Back in the 1990's, I sent letters to the Associated Press, alerting them to the misleading storyline that drove their coverage of wildfires. Though one editor responded, there was no change in the approach to coverage. Now, with news budgets greatly diminished, and competition creating ever more pressure to generate dramatic copy, there is even less likelihood of reform.

Reality undermines the simple storyline of evil fire and innocent victims. The failure to convey that underlying reality about some distant fire may seem of little note, but understanding the role people play in magnifying nature's destructiveness is fundamental to understanding the even greater tragedy of climate change.

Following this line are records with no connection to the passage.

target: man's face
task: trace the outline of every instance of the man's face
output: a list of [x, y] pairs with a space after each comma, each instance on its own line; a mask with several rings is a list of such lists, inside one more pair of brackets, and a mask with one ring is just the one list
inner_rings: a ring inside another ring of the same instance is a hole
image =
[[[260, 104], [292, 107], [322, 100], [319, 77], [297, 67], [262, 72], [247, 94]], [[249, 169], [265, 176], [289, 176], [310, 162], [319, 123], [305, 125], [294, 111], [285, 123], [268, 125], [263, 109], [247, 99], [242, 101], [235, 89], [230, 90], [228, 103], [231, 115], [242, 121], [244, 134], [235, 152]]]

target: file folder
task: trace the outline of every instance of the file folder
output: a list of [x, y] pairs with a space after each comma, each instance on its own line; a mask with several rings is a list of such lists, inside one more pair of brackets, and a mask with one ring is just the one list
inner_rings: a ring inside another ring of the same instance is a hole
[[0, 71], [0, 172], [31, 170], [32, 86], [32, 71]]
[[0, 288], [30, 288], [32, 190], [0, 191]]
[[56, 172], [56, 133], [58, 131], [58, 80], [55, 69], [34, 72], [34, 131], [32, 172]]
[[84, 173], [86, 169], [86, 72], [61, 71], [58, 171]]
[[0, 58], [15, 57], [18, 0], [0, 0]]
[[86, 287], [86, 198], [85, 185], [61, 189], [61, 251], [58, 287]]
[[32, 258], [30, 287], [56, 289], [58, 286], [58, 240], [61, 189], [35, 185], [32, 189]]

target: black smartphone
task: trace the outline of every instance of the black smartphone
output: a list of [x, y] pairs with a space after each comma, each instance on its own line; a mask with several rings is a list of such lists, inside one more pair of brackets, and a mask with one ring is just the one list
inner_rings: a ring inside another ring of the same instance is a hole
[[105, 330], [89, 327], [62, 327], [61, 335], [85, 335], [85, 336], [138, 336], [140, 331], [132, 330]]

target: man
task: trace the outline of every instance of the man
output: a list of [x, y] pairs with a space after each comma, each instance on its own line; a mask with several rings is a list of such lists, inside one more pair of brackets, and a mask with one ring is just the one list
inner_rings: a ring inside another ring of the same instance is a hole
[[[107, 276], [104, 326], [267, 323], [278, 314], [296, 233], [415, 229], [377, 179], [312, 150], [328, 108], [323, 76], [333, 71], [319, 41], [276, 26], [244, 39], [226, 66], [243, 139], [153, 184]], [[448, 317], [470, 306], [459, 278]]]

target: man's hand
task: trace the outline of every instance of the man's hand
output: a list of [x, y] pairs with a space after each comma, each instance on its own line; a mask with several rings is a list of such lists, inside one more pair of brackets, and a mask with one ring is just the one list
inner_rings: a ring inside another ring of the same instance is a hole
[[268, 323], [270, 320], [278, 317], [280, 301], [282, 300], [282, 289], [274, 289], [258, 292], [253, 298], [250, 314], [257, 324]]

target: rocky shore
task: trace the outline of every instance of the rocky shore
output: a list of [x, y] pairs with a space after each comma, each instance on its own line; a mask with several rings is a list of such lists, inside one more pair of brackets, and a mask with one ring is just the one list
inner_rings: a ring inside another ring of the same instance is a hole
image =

Traditional coverage of wildfires, then, leaves people unaware of underlying causes and thereby increases the nation's vulnerability to future disasters.

Note: Another A.P. article termed the Reno fire--more typical of August than a cold November night--the "largest 'urban' wild land fire in Reno's history." As freak weather events become increasingly common in the U.S. and elsewhere, the governor offered what is becoming a cliche, "I don't think anybody ever anticipated we'd have an incident like this at this point in the year." The governor and others might not be taken so much by surprise if the drivers of disaster--home construction in flammable landscapes combined with climate destabilization--were more frequently mentioned in news coverage.